What are protein families?

A protein family is a group of proteins that share a common evolutionary origin, reflected by their related functions and similarities in sequence or structure.

Protein families are often arranged into hierarchies, with proteins that share a common ancestor subdivided into smaller, more closely related groups. The terms superfamily (describing a large group of distantly related proteins) and subfamily (describing a small group of closely related proteins) are sometimes used in this context.  A hypothetical protein family hierarchy is illustrated in Figure 2.

Figure 2 A hypothetical protein family hierarchy showing the relationships between superfamily, family and subfamily members. Directional arrows indicate that one group is a subgroup of another.

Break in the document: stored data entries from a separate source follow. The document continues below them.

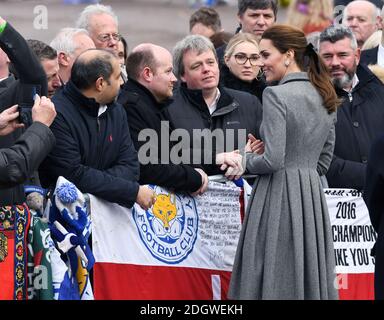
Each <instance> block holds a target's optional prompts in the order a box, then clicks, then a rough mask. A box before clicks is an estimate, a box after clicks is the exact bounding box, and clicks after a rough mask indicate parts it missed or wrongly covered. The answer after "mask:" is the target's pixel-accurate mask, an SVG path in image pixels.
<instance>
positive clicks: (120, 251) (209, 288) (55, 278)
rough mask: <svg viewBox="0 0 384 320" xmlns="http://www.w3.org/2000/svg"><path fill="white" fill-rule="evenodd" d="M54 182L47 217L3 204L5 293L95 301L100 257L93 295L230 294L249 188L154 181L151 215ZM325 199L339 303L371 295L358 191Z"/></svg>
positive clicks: (48, 204) (365, 206) (104, 297)
mask: <svg viewBox="0 0 384 320" xmlns="http://www.w3.org/2000/svg"><path fill="white" fill-rule="evenodd" d="M68 184H69V185H71V187H70V188H69V189H66V188H63V189H62V191H63V190H64V189H65V191H66V192H62V193H60V192H58V190H59V189H60V187H62V186H63V185H66V186H67V187H68ZM57 187H59V188H56V191H55V196H54V197H53V201H52V203H49V204H48V206H47V210H46V215H47V217H48V219H49V220H48V221H45V220H44V219H41V218H39V217H35V216H32V215H31V213H30V211H29V210H28V208H27V206H25V205H22V206H12V207H3V208H1V209H0V299H27V298H28V299H51V298H52V296H53V297H54V299H93V292H92V288H91V286H90V281H89V274H88V271H89V270H90V268H91V267H92V265H93V264H94V258H93V257H95V259H96V262H95V265H94V292H95V298H96V299H207V300H208V299H226V296H227V291H228V284H229V279H230V275H231V270H232V264H233V260H234V256H235V252H236V247H237V241H238V237H239V234H240V230H241V223H242V218H243V215H244V208H245V207H246V205H247V199H248V196H249V194H250V192H251V188H250V187H249V185H248V184H246V183H245V184H244V186H242V184H238V185H235V184H233V183H232V182H226V183H218V182H212V181H211V182H210V184H209V190H208V191H207V192H206V193H205V194H204V195H202V196H198V197H195V198H192V197H190V196H188V195H183V194H173V193H169V192H168V191H167V190H165V189H163V188H160V187H157V186H150V187H151V188H153V189H154V191H155V193H156V195H157V201H156V203H155V205H154V206H153V207H152V208H151V209H150V210H147V211H144V210H142V209H141V208H140V207H139V206H138V205H135V206H134V207H133V208H132V209H127V208H124V207H121V206H119V205H117V204H112V203H109V202H106V201H103V200H101V199H98V198H96V197H94V196H92V195H90V196H89V202H87V201H86V200H85V197H84V195H82V194H81V192H80V191H79V190H78V189H76V187H75V186H74V185H73V184H71V183H69V182H68V181H67V180H65V179H63V178H59V180H58V184H57ZM71 194H72V195H75V196H74V197H73V199H72V198H71V197H70V195H71ZM325 195H326V200H327V204H328V209H329V214H330V220H331V226H332V236H333V241H334V249H335V260H336V270H335V271H336V272H335V273H336V279H335V285H337V286H338V288H339V293H340V299H373V291H374V289H373V274H374V258H373V257H371V256H370V249H371V248H372V247H373V244H374V242H375V240H376V237H377V236H376V233H375V232H374V230H373V228H372V226H371V224H370V221H369V214H368V211H367V208H366V206H365V204H364V201H363V199H362V198H361V194H360V193H358V192H357V191H355V190H349V189H325ZM70 198H71V199H70ZM90 211H91V212H92V224H91V220H90V217H89V214H90ZM48 225H49V227H50V229H48ZM91 227H92V232H93V238H92V243H93V254H94V256H93V254H92V252H91V251H90V248H89V246H88V245H87V242H88V237H89V233H90V230H91ZM28 230H29V237H28V240H27V234H28ZM51 232H52V238H53V240H54V241H52V239H51ZM27 241H28V247H29V254H28V255H27V250H26V247H27ZM58 249H59V250H60V252H59V251H58ZM63 253H64V255H63ZM27 256H28V261H29V263H28V270H29V271H28V282H29V283H28V297H27V285H26V283H27ZM63 256H64V257H66V258H65V261H63V260H62V257H63ZM52 286H53V288H52Z"/></svg>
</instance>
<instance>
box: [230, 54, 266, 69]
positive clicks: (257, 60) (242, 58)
mask: <svg viewBox="0 0 384 320" xmlns="http://www.w3.org/2000/svg"><path fill="white" fill-rule="evenodd" d="M259 59H260V56H259V55H258V54H253V55H251V56H250V57H247V56H246V55H245V54H241V53H239V54H235V60H236V63H237V64H246V63H247V61H248V60H249V63H250V64H251V66H256V65H257V64H258V61H259Z"/></svg>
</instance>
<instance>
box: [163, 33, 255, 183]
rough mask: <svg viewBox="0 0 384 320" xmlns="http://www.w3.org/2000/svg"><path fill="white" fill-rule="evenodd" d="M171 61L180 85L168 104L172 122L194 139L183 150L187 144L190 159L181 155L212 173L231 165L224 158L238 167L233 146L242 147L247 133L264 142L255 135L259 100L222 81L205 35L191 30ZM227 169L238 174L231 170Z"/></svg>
mask: <svg viewBox="0 0 384 320" xmlns="http://www.w3.org/2000/svg"><path fill="white" fill-rule="evenodd" d="M173 66H174V68H175V75H176V77H177V78H178V79H179V80H180V81H181V85H180V87H179V88H178V89H177V90H176V92H175V93H174V100H173V102H172V103H171V104H170V106H169V108H168V111H169V112H168V113H169V118H170V124H171V126H172V128H174V129H184V130H185V131H187V132H188V135H189V137H191V138H192V139H193V140H192V139H191V141H190V145H189V146H188V148H187V147H186V146H185V147H184V148H183V150H182V151H185V150H187V149H189V153H190V155H191V159H187V157H185V159H184V155H183V154H182V159H181V161H190V163H185V162H184V164H192V165H193V166H195V167H200V168H203V170H204V171H205V172H206V173H207V174H208V175H215V174H220V173H224V171H223V170H226V169H227V167H226V166H224V167H222V166H221V165H222V163H223V160H224V161H225V162H226V160H229V162H232V163H233V164H235V167H236V164H238V162H237V161H238V159H237V156H236V153H235V152H233V151H234V150H237V149H238V150H241V149H243V148H244V146H245V144H246V142H247V138H249V134H252V135H253V136H252V138H251V139H252V141H253V142H254V143H256V144H257V143H260V144H261V142H259V141H258V140H256V138H254V137H259V127H260V123H261V118H262V106H261V103H260V101H259V100H258V99H257V98H256V97H255V96H253V95H251V94H249V93H246V92H241V91H237V90H232V89H228V88H224V87H222V86H219V76H220V72H219V65H218V61H217V56H216V51H215V48H214V46H213V44H212V43H211V42H210V41H209V40H208V39H207V38H206V37H203V36H200V35H190V36H187V37H185V38H184V39H183V40H181V41H180V42H178V43H177V44H176V47H175V48H174V51H173ZM196 129H197V130H203V132H204V134H203V137H202V138H201V139H200V137H199V136H198V135H197V136H196V135H195V133H196V132H195V133H194V130H196ZM206 133H207V135H206ZM209 133H210V134H211V136H209ZM260 147H261V145H260ZM199 155H200V156H201V157H199ZM232 160H233V161H232ZM240 162H241V160H240ZM235 169H236V168H235ZM226 174H227V175H228V176H229V177H230V178H233V177H234V176H231V174H230V173H229V172H228V171H226Z"/></svg>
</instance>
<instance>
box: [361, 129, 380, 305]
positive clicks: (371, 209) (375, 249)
mask: <svg viewBox="0 0 384 320" xmlns="http://www.w3.org/2000/svg"><path fill="white" fill-rule="evenodd" d="M364 201H365V203H366V205H367V207H368V210H369V216H370V218H371V223H372V226H373V227H374V228H375V231H376V232H377V235H378V238H377V240H376V244H375V250H373V251H374V254H375V299H376V300H384V238H383V237H384V219H383V217H382V216H383V215H384V135H382V136H381V137H379V138H378V139H376V141H375V142H374V143H373V144H372V146H371V151H370V155H369V158H368V164H367V175H366V178H365V188H364Z"/></svg>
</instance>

One set of proteins that comprise a superfamily are the G protein-coupled receptors (GPCRs). These are a large and diverse group of proteins that are involved in many biological processes, including photoreception, regulation of the immune system, and nervous system transmission. At the superfamily level, GPCRs share two common properties – they have seven transmembrane domains, and interact with specialised proteins (called G proteins) to influence intracellular pathways after binding extracellular signals (you can visit this GPCR webpage for more information).

Figure 3 The GPCR superfamily hierarchy. Families and subfamilies to which the short-wave-sensitive opsin 1 protein belongs are highlighted in blue.

As we group the GPCRs into smaller families, the individual groups have more properties in common. For example, the protein short-wave-sensitive opsin 1 belongs to a specialised family, known as the rhodopsin-like GPCRs. The rhodopsin-like GPCRs themselves can be further broken down into smaller families that respond to different signals. Short-wave-sensitive opsin 1 proteins belong to the opsin family (opsins being the photoreceptors of animal retinas), but more specifically, they are members of the blue-sensitive opsin subfamily, all of which are activated by a particular wavelength of light. This protein family hierarchy is illustrated in Figure 3.

As can be seen from this example, when classifying proteins into hierarchical families, the level at which we can place a protein in the hierarchy is vital, since it determines the amount of specific functional information that we can infer.